Mechanistic theories of MNS functioning fall broadly into two camps: motor and cognitive theories. Classical motor theories posit that abstract action representations arise from simulating actions within the motor system, while newer cognitive theories propose that abstract action representations arise from the integration of multiple domains of information: perceptual, motor, semantic, and conceptual. Aside from these competing theories, there are more fundamental controversies surrounding the human MNS – even the very existence of mirror neurons in this network is debated. As such, the term "MNS" is sometimes eschewed for more functionally defined names such as "action observation network", "action identification network", and "action representation network".

Premotor cortex

Mirror neurons were first discovered in macaque premotor cortex. The premotor cortex is associated with a diverse array of functions, encompassing low-level motor control, motor planning, sensory guidance of movement, along with higher level cognitive functions such as language processing and action comprehension. The premotor cortex has been found to contain subregions with unique cytoarchitectural properties, the significance of which is not yet fully understood. In humans, sensorimotor mirroring responses are also found throughout premotor cortex and adjacent sections of inferior frontal gyrus and supplementary motor area.

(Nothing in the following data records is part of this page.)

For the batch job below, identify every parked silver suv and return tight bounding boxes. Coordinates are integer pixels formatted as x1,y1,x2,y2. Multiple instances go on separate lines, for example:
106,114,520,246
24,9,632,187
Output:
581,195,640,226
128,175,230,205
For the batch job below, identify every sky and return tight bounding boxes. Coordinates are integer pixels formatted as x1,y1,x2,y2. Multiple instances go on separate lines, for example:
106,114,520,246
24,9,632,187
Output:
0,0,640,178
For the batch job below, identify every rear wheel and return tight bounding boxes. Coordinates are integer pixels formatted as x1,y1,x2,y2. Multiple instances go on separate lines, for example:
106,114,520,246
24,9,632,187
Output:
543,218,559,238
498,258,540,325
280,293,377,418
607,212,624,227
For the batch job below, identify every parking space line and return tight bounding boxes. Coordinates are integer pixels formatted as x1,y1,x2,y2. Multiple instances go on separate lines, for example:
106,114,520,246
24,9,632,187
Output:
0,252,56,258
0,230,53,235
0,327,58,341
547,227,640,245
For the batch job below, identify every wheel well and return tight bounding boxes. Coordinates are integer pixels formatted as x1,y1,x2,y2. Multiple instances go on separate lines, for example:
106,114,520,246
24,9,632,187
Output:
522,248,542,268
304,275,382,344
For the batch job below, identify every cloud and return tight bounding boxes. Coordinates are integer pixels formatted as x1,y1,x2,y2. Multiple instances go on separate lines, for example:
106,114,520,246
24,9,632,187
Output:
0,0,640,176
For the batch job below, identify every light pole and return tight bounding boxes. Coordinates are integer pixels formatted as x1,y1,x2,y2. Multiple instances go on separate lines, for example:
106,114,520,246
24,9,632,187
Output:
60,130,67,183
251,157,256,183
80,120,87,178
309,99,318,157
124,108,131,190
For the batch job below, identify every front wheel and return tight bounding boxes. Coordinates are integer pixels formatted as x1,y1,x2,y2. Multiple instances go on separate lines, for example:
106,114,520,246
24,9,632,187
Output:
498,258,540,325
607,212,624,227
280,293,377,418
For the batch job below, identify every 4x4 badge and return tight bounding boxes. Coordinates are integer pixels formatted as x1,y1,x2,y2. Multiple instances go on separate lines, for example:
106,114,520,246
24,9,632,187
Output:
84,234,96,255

Visuospatial information is more prevalent in ventral premotor cortex than dorsal premotor cortex. In humans, sensorimotor mirroring responses extend beyond ventral premotor cortex into adjacent regions of inferior frontal gyrus, including Broca's area, an area that is critical to language processing and speech production. Action representations in inferior frontal gyrus can be evoked by language, such as action verbs, in addition to the observed and performed actions typically used as stimuli in biological motion studies. The overlap between language and action understanding processes in inferior frontal gyrus has spurred some researchers to suggest overlapping neurocomputational mechanisms between the two. Dorsal premotor cortex is strongly associated with motor preparation and guidance, such as representing multiple motor choices and deciding the final selection of action.

Intraparietal sulcus

Classical studies of action observation have found mirror neurons in macaque intraparietal sulcus. In humans, sensorimotor mirroring responses are centered around the anterior intraperietal sulcus, with responses also seen in adjacent regions such as inferior parietal lobule and superior parietal lobule. Intraparietal sulcus has been shown to more sensitive to the motor features of biological motion, relative to semantic features. Intraparietal sulcus has been shown to encode magnitude in a domain-general manner, whether it be the magnitude of a motor movement, or the magnitude of a person's social status. Intraparietal sulcus is considered a part of the dorsal visual stream, but is also thought to receive inputs from non-dorsal stream regions such as lateral occipitotemporal cortex and posterior superior temporal sulcus.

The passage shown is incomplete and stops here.